Tocou de leve o ombro de Tadeu em Heelum, convidando-o a voltar para lá, e começou a apagar a lareira.

--- A aula já acabou?

--- Sim. Hoje tenho uma reunião de última hora... E tenho que trazer amuletos para sua mãe.

--- Amuletos são aqueles minérios que curam doenças da noite, não são? --- Perguntou Tadeu, preocupado. --- Há quantos dias ela está de cama?

--- Há apenas alguns, segundo ela, mas... --- Disse, voltando-se para o filho em seguida. --- Ela disse que já foi a uma casa de saúde. Que não tem as doenças... Isso é só uma precaução minha. Não tem com o quê se preocupar.

--- Mas como ela pode pegar as doenças da noite e nós não?

--- ... Ela pode ter sido atingida por uma versão mais fraca das doenças, ou... Estar mais... --- Respirou, como se precisasse entrar naquela conversa sem volta. --- Aberta a elas agora.

--- C-como assim?

--- Não se sabe ao certo, em alguns a doença age rápido...

--- Mas por que você acha que ela... --- Interrompeu Tadeu, puxando a gola para baixo como se ela apertasse o pescoço. --- A mãe está... Fraca p-por alguma razão? Ela tem outra doença?

--- Não. --- Galvino sentou-se no sofá, olhando para a porta como se ela pudesse lhe dizer as horas. --- Não tem outra doença.

--- Então por quê?

O pai demorou até decidir ficar e sentar-se no sofá de novo ao invés de usar a desculpa de que já estava tarde.

--- Sua mãe, Tadeu... Tem feito uma técnica que todos os magos, de todas as tradições, conseguem fazer e podem um dia dominar: a duplicação. --- Tadeu o interrompeu, perguntando o que ela fazia. --- ... Todos os magos, todas as pessoas, têm um iaumo dentro do próprio castelo. Disso você sabe... Mas se você quiser, pode duplicá-lo. Dividir-se em dois, literalmente, para estar em dois lugares ao mesmo tempo em Neborum.

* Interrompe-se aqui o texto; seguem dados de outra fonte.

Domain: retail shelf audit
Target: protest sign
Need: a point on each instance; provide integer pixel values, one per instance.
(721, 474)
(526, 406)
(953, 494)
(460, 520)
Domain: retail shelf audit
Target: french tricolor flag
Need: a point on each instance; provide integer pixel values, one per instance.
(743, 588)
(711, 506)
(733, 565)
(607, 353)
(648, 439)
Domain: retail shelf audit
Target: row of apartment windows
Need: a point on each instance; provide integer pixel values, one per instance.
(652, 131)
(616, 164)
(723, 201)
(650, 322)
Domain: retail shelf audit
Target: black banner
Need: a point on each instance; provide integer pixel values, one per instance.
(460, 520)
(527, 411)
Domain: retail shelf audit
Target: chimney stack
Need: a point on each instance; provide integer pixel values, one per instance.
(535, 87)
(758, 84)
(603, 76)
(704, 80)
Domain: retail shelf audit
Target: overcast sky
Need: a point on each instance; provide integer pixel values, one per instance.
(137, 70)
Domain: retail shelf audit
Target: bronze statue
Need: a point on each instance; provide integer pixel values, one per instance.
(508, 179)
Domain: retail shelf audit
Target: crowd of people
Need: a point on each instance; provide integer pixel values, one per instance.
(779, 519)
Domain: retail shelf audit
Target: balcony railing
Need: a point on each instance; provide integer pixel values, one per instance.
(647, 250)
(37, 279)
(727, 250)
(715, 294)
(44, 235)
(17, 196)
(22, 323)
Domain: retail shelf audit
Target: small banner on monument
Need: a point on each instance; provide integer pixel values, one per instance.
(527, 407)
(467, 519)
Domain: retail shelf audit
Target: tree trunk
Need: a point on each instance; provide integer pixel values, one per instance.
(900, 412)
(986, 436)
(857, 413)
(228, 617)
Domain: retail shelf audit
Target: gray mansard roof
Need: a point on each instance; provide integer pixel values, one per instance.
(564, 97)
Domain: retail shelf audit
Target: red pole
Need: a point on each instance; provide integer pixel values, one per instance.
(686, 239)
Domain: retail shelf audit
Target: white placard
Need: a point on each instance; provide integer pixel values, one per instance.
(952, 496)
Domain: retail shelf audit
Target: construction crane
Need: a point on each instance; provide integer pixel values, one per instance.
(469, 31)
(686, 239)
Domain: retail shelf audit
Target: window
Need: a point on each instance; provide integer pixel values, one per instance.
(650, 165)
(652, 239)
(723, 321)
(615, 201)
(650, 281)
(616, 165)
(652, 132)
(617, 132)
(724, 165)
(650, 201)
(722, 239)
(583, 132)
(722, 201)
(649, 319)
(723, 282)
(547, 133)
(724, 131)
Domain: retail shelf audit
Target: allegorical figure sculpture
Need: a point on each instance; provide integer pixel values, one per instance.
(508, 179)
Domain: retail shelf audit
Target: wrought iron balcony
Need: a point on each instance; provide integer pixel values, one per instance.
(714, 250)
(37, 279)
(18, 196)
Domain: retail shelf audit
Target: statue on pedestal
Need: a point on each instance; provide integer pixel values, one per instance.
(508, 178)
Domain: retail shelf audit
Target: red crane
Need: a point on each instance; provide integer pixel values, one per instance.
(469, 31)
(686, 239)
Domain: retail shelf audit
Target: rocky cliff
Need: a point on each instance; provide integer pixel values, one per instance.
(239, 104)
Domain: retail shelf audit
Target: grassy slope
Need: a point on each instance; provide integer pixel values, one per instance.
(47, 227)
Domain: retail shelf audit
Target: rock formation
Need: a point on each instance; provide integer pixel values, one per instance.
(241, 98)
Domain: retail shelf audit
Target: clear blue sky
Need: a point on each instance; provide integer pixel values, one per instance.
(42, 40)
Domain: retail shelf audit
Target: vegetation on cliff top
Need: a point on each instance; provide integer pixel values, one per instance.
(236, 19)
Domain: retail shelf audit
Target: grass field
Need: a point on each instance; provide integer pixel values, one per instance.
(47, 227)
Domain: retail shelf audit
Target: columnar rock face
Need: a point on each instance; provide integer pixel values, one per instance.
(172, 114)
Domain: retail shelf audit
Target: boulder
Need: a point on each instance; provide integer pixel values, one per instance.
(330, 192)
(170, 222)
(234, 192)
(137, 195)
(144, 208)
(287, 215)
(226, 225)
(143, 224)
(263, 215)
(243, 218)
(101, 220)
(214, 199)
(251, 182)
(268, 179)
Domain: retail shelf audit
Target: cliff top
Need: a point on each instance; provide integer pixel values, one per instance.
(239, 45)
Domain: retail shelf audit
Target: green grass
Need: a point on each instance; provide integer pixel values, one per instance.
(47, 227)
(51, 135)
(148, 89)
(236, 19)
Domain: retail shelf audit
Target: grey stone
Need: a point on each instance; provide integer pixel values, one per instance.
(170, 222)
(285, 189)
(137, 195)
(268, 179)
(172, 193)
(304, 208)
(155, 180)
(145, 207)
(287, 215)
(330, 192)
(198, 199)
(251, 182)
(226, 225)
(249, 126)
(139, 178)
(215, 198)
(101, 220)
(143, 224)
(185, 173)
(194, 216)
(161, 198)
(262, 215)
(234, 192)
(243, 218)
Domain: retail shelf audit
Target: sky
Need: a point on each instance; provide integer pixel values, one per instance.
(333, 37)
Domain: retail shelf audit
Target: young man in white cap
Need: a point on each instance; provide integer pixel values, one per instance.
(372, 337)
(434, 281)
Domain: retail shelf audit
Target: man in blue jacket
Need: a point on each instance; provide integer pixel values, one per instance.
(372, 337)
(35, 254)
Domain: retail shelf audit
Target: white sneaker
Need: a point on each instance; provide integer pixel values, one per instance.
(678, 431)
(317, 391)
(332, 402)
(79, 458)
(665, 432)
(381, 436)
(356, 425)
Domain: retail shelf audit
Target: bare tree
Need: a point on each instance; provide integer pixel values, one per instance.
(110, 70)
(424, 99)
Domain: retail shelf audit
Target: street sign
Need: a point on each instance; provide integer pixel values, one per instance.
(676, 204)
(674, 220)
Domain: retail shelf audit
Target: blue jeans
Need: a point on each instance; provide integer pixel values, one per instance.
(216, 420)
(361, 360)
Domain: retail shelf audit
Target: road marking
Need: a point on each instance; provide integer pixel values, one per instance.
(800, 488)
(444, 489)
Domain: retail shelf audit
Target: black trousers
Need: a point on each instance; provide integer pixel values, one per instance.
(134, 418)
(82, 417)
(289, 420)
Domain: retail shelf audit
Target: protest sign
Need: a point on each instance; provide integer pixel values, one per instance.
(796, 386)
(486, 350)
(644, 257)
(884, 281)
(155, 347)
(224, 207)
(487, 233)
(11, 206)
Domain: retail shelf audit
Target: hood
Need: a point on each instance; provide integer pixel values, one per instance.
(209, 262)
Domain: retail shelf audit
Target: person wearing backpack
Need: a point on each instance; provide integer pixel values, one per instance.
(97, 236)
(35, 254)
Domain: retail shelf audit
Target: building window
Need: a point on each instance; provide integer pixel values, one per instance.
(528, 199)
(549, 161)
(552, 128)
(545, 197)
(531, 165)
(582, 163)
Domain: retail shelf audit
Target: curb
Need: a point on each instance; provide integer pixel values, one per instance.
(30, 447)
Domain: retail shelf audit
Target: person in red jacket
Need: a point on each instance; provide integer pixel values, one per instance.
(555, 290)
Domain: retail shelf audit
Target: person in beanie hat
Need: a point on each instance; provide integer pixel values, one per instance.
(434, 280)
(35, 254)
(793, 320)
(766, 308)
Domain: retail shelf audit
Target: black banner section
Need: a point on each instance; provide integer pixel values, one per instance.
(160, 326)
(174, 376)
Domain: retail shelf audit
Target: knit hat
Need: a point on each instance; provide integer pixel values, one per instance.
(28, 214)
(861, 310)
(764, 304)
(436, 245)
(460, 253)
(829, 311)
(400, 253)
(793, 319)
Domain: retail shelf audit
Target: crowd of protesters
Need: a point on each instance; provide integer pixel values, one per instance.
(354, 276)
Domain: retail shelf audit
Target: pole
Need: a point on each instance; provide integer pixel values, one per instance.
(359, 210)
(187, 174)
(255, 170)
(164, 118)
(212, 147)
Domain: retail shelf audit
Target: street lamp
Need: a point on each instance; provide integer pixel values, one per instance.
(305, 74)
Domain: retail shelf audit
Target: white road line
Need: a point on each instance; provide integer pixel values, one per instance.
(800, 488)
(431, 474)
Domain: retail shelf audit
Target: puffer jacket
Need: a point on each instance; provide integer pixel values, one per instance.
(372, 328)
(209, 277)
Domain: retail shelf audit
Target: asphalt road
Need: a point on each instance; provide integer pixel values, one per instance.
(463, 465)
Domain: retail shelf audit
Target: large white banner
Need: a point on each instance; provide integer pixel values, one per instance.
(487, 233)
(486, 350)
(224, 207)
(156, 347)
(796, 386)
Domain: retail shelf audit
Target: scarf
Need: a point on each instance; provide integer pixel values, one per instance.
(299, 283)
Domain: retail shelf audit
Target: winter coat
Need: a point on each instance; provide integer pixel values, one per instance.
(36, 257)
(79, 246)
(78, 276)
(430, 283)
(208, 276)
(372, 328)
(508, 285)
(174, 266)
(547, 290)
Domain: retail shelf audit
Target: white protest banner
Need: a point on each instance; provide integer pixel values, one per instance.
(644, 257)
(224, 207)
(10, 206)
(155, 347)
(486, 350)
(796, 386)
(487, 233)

Tadeu achou que precisaria de todo o ar da sala para aguentar mais aquilo: encheu o pulmão o quanto pôde e tentou não ser muito rude ao expulsá-lo do corpo.

Sentia que as faces de Neborum eram infinitas, desdobrando-se a partir do mistério da magia. Sentia que nunca acabaria de descobrir mais alguma coisa que, tinha certeza em seu íntimo, atormentaria (mais) sua paz algum dia.

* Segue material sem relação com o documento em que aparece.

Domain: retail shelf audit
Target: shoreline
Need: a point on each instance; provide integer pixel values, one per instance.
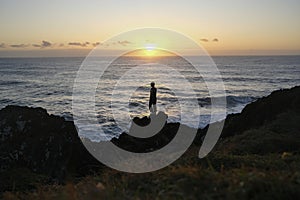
(37, 148)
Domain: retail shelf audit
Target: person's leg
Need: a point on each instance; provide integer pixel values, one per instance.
(154, 108)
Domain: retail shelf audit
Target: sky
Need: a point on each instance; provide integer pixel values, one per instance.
(223, 27)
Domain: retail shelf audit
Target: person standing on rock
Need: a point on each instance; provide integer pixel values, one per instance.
(152, 100)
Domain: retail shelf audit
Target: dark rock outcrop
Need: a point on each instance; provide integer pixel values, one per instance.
(45, 144)
(263, 111)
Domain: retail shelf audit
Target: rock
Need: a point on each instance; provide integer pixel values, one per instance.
(43, 143)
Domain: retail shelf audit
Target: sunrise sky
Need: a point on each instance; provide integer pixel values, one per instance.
(223, 27)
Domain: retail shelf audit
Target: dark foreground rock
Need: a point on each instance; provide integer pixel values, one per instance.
(39, 143)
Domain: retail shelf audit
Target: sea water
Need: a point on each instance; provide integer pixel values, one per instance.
(48, 83)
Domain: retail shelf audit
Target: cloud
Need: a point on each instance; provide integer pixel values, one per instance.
(18, 45)
(124, 42)
(36, 45)
(204, 40)
(44, 44)
(96, 44)
(84, 44)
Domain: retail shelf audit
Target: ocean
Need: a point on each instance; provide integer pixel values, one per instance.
(48, 83)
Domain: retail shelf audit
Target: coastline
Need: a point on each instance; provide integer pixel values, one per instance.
(48, 146)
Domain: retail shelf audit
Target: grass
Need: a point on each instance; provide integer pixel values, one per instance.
(218, 176)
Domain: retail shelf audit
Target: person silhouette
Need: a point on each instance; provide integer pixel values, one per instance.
(152, 100)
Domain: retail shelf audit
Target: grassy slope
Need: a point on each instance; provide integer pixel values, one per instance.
(259, 163)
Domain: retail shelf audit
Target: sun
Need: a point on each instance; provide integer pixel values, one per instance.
(150, 50)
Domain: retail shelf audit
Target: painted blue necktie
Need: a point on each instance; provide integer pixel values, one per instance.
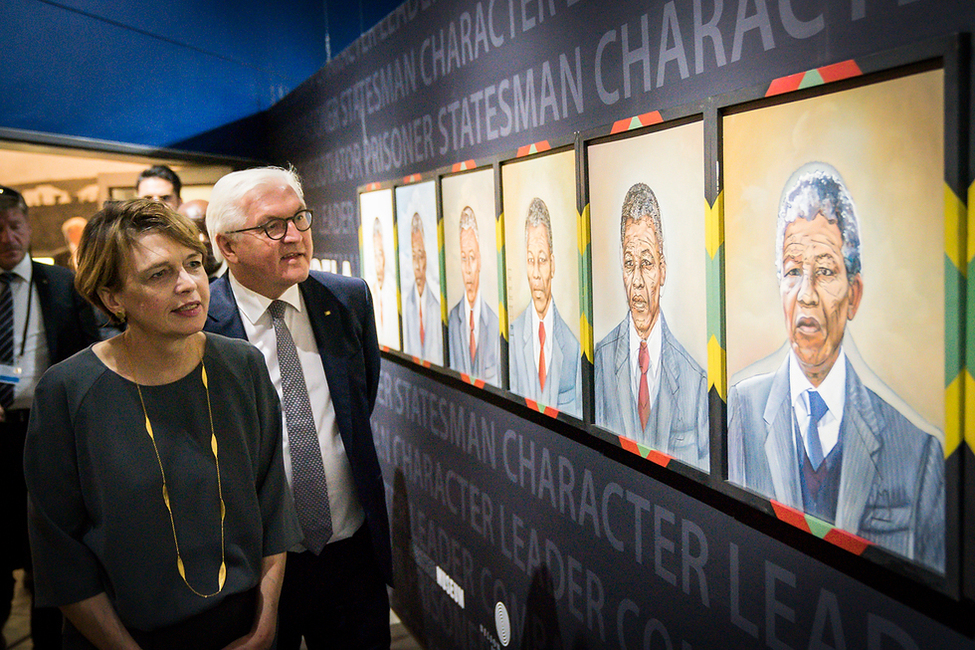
(307, 468)
(6, 335)
(817, 409)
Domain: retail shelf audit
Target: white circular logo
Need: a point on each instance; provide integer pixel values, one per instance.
(502, 623)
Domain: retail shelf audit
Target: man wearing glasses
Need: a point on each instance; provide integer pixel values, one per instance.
(317, 332)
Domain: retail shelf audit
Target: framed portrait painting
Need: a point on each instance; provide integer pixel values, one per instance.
(542, 274)
(841, 316)
(647, 211)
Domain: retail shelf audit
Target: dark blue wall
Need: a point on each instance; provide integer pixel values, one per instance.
(194, 75)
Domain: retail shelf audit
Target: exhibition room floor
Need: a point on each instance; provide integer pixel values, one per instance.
(17, 630)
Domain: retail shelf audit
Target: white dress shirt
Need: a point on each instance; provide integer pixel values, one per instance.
(347, 513)
(476, 308)
(30, 355)
(654, 345)
(833, 392)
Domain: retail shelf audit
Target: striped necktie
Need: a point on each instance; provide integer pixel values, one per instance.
(6, 335)
(307, 468)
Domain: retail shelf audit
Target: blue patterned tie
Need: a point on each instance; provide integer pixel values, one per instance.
(307, 469)
(6, 335)
(817, 409)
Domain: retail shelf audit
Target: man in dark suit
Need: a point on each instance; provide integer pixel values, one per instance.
(648, 388)
(472, 327)
(422, 331)
(318, 335)
(811, 435)
(160, 183)
(546, 365)
(48, 321)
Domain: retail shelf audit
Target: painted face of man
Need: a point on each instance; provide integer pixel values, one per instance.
(644, 273)
(269, 266)
(541, 268)
(817, 295)
(158, 189)
(470, 263)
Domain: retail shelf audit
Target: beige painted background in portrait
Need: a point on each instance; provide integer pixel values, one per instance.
(475, 189)
(887, 142)
(671, 162)
(552, 179)
(372, 205)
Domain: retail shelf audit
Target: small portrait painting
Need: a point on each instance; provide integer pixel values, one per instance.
(542, 259)
(834, 234)
(419, 253)
(379, 262)
(647, 209)
(470, 227)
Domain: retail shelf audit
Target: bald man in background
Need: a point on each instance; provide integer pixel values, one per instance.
(196, 211)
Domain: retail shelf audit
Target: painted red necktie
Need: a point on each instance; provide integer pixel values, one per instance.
(421, 325)
(643, 401)
(473, 344)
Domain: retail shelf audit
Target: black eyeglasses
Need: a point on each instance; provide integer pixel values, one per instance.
(276, 228)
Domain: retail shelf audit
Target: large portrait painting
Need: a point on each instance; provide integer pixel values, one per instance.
(542, 259)
(835, 302)
(647, 206)
(379, 262)
(470, 247)
(419, 264)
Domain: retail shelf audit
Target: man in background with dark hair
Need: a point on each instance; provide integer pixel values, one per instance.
(160, 183)
(810, 434)
(43, 320)
(648, 387)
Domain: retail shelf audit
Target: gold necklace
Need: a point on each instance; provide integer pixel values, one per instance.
(222, 573)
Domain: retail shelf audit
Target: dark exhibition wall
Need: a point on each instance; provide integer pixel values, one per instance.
(550, 520)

--- Os magos demoram para alcançar o equilíbrio e a harmonia entre prestar atenção em Neborum e em Heelum ao mesmo tempo, mas aqueles que se duplicam precisam prestar atenção em Heelum e em dois lugares separados em Neborum. Não é simples, Tadeu, e é extremamente cansativo para a mente de um mago. Daqueles que conseguem se duplicar, muitos fazem isso por pouco tempo e apenas quando necessário. Talvez achem útil durante uma luta, por exemplo, ou se dupliquem para manter um iaumo protegendo o próprio castelo enquanto invadem outro.